Legislators are considering a controversial bill that would require bars and restaurants to come up with a recycling plan in order to receive a license to serve alcohol.
The bill would force a restaurant to create the plans whenever it applied for or renewed its alcohol license.
Sen Vincent Sheheen (D-Kershaw) co-sponsored the bill with Sen. Ray Cleary (R-Georgetown). Sheheen said he hoped it would save tons of unnecessary trash.
Thousands of tons of this waste is going into landfills (every year). Our goal is really to try to find a way to make sure that waste stream, instead of going into landfills, goes into the recycling stream. It’ll help conserve our natural resources and, at the same time, help many of our local recycling businesses.
Several bar owners criticized the bill, saying it raises costs– especially since few communities recycle glass, which makes up roughly 90 percent of the containers used in bars. The South Carolina Hospitality Association said it was “uncomfortable” with the rule. President Tom Sponseller said recycling should not be required in order to get a license to do business.
Recycling has no… relationship to alcohol licenses. Obviously, we don’t like anything tied to a license… that’s not related to that license. That could jeopardize business sometime in the future.
Sponseller said bars were being unfairly targeted.
This is only aimed at a select few businesses– about 3,000 out of 100,000 businesses we have in this state. It’s only aimed at restaurants and bars that happen to sell alcohol. No other type of business would be mandated to recycle.
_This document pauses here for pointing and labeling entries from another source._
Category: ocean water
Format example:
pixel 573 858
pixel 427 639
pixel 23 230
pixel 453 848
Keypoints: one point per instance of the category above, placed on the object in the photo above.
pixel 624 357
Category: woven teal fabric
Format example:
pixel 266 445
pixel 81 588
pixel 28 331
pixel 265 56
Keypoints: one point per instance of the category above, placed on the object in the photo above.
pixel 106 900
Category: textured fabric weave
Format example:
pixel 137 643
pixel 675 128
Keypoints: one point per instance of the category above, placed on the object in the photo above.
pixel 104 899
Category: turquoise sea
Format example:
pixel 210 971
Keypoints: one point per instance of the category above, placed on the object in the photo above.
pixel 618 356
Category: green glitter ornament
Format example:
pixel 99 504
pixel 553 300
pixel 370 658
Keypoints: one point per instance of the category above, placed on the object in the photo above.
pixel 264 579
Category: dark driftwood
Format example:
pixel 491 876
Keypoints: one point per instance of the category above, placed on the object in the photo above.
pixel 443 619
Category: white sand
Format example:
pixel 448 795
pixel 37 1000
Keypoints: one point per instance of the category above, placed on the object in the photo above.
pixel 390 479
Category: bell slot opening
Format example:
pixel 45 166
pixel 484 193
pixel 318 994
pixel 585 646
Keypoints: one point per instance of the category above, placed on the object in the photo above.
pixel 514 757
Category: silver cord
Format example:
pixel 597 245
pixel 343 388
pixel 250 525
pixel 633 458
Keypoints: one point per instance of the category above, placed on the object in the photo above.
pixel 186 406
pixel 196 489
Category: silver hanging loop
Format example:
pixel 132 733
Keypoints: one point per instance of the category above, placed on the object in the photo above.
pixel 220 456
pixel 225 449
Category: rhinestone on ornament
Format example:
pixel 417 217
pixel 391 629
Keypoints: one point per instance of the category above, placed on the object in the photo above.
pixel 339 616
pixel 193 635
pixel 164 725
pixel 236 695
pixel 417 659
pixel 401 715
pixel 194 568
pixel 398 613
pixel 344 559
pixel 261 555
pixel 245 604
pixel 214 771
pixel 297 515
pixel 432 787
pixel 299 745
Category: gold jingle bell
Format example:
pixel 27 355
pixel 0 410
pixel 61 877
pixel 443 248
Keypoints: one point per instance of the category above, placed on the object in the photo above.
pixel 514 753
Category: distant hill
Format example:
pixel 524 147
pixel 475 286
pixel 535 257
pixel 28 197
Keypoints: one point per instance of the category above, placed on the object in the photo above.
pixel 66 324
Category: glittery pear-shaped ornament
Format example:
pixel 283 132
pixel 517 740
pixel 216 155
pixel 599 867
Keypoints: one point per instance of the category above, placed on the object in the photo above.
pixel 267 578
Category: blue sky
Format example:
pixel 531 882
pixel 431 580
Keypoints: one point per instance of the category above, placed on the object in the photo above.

He said it would hurt small “mom and pop” shops, which he says make up the majority of bars in South Carolina.
Although most counties and cities offer recycling programs, few recycle glass. The problem is that glass is not a valuable product. Sponseller said it only sells for about $50 per ton, as opposed to the $1800 per ton for aluminum cans.
Sheheen says he hopes more private recyclers would move into the market if businesses had to properly dispose of glass.
The bill does say state officials could not refuse to license to a bar that did not come up with a plan, however. Some bars located in areas where recycling service is non-existent would be exempt, for example.
A Senate panel heard arguments on the bill Wednesday. Legislators appeared open to the proposal.